PITTSBURGH — A Pittsburgh man being tried on charges he shot and killed three police officers who responded to a domestic dispute with his mother told a friend who called him on his cellphone during the incident that he shot them and made similar remarks in a call to 911.
Michael Bogart, then a 16-year-old friend of accused gunman Richard Poplawski, told a court Tuesday that he called Poplawski's cellphone after friends told him about television reports detailing a shooting in his neighborhood.
Unaware that Poplawski was involved, Bogart testified that he asked him what he was doing.
He said that Poplawski told him: "I got shot. I shot three cops. I'm probably going to bleed to death and go to jail for the rest of my life."
The details came as testimony continued in the second day of Poplawski's trial.
A pair of Allegheny County 911 operators also testified to handling a call from Poplawski who wanted to surrender and talked about being wounded and shooting police.
In the call, Poplawski said his leg was injured and he was laying in a pool of blood and went on to promise that he would not shoot if an officer with a "nice voice" were sent to his home to accept his surrender.
Earlier, two SWAT officers who responded to the scene described in detail the gunbattle with Poplawski, and officers who arrived to rescue their slain comrades.
Officer Stephen Mescan said that each of the seven SWAT team members in their armored vehicle had 125 rounds of ammunition. The intensity of the back-and-forth exchange with the 24-year-old man, firing from a second-floor window of his mother's home, was such that extra ammunition had to be brought to them.
By the time the SWAT vehicle had arrived, Allegheny County Prosecutors said that Poplawski had already shot and killed Officer Paul Sciullio II, who was the first to arrive at the house of a domestic disturbance call was made by Poplawski's mother, Margaret.
Prosecutors hope to convict Poplawski of first-degree murder for killing Sciullo and two other police officers who responded, including Stephen Mayhle who engaged in a short gunbattle before being killed. The third officer killed, Eric Kelly, had arrived home — about two blocks from Poplawski's residence — after an overnight shift but went to back up the others when he heard radio calls about the shootings.
Poplawski's public defender, Lisa Middleman, has stopped short of flatly denying his role in the shooting but told the jury in her opening statement that some witnesses and physical evidence will contradict the police version of the shooting, without offering specifics.

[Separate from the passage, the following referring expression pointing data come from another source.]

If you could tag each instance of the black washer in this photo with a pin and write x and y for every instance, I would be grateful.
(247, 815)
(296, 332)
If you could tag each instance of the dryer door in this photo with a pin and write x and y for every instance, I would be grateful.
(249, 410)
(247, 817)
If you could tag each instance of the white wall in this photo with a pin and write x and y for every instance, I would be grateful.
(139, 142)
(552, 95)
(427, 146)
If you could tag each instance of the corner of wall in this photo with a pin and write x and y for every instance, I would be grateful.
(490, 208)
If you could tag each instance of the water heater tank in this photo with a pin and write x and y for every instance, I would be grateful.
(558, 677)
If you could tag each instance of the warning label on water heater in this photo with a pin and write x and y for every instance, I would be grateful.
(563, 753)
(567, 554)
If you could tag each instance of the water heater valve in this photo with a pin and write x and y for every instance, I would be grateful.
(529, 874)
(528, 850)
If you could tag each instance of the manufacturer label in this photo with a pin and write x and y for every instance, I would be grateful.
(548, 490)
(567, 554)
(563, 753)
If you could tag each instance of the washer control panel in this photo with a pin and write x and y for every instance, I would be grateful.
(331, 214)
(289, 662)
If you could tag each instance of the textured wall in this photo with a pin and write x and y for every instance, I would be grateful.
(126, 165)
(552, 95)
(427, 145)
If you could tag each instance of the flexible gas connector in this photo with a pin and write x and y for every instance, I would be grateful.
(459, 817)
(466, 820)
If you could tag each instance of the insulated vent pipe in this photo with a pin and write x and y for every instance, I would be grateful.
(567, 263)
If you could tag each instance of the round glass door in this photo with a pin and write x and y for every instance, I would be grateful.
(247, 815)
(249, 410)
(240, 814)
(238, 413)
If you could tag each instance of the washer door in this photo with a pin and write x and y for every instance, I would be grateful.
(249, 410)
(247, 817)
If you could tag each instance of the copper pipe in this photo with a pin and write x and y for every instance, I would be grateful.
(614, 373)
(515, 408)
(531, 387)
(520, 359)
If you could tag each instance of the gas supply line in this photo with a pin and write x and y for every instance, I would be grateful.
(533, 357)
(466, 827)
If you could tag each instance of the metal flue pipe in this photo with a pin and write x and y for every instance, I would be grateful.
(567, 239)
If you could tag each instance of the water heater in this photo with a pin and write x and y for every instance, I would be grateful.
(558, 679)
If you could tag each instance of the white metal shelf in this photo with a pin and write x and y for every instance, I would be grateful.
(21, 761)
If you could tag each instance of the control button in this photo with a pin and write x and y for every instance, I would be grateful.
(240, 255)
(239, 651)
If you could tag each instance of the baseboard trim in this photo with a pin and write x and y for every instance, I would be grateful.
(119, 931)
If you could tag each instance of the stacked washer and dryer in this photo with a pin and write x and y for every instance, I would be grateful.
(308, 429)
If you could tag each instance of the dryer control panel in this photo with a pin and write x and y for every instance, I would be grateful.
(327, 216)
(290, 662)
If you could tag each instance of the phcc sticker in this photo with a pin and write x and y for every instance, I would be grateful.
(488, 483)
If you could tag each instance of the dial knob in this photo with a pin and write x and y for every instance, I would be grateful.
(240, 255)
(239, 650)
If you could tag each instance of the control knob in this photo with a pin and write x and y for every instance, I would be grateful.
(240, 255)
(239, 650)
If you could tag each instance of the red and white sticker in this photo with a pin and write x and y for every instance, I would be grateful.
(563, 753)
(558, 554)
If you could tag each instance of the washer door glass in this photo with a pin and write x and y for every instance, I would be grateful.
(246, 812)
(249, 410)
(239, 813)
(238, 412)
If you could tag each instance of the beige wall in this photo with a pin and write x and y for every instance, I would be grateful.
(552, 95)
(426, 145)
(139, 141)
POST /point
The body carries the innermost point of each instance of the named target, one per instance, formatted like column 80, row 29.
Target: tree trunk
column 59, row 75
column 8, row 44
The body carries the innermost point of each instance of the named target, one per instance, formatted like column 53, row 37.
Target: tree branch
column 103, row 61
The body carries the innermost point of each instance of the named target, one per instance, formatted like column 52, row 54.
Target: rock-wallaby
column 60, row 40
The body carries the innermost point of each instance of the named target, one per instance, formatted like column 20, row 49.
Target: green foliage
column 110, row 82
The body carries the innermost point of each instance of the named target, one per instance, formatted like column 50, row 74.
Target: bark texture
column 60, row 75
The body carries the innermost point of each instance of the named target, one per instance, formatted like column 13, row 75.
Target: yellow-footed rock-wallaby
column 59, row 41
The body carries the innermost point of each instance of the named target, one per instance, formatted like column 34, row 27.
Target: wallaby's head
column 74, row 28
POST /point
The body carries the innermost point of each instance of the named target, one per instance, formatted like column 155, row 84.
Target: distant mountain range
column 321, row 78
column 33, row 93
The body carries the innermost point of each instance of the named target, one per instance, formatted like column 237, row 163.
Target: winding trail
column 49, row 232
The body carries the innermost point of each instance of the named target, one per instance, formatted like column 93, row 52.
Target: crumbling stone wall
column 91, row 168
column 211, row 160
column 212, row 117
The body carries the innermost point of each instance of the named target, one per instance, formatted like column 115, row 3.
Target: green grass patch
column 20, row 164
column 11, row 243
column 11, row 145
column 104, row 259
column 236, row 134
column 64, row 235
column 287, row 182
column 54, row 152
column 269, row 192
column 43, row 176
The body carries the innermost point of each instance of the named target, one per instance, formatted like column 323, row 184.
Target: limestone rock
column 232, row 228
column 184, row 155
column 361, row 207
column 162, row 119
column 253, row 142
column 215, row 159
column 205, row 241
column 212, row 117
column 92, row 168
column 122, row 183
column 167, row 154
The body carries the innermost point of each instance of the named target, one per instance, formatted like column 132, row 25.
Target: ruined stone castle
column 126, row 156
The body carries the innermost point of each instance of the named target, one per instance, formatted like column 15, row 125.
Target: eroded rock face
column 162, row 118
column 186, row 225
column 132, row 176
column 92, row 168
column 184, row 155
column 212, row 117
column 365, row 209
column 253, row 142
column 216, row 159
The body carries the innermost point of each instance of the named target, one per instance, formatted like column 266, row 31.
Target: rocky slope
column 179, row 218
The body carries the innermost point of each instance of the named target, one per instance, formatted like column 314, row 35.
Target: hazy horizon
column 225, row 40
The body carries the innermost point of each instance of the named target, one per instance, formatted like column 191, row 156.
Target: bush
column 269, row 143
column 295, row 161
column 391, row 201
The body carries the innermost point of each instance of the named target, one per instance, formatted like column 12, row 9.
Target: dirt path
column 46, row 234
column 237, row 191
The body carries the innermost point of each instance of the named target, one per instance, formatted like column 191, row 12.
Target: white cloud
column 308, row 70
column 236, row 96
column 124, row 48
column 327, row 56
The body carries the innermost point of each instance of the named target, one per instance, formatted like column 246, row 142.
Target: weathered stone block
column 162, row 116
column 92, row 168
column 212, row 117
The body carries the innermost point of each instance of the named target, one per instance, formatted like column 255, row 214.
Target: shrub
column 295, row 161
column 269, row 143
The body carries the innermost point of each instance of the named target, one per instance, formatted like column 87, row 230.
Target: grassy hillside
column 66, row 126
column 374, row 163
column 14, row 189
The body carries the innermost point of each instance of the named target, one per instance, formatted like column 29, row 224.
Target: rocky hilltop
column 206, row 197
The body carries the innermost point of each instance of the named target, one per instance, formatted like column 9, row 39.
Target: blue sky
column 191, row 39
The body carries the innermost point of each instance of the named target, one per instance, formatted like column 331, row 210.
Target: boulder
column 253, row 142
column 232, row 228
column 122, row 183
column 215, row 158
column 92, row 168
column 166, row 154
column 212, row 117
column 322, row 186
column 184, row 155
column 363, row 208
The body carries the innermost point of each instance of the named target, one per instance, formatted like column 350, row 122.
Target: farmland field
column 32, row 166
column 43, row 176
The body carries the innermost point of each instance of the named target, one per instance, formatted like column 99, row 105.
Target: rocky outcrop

Deputy District Attorney Mark Tranquilli said Poplawski shot Kelly before he could get out of his car.
After another officer in a van was able to pull Kelly from the scene, the SWAT team arrived in their vehicle and forced it into a parking space in front of Poplawski's home by ramming a parked car and two parked Pittsburgh police cruisers that were already on scene.
Shortly after that, a SWAT sniper, Officer William Friburger, ran to a home down the street and somewhat diagonal from the Poplawski residence and took up an observation post on the front porch.
Friburger told the court that his primary responsibility was to observe and feed intelligence to other police officers. He said his secondary responsibility was to shoot Poplawski, but only if an opportunity to do so arose.
Friburger said his training helped determine that Poplawski was firing from back inside the upstairs bedroom but not directly by the window. He determined that by watching how the curtains moved when Poplawski fired despite the muzzle of his gun not being visible.
Based on his vantage point, Friburger said he shot diagonally through a front picture window next to the bedrrom that he believed would let the bullets penetrate the wall into the room where Poplawski was.
Friburger said the tactic worked because moments later Poplawski's muzzle was seen ptrotruding from the window. He fired at the muzzle, knocking the gun back.
The SWAT officers were the first two witnesses to testify in the second day of Poplawski's murder trial.
Poplawski faces three umbrella counts of criminal homicide, and could face the death penalty if the jury decides any or all the shootings rise to first-degree murder.
He's also charged with nine counts each of attempted murder and assault on law officers for shooting at other police, as well as lesser charges, prosecutors said.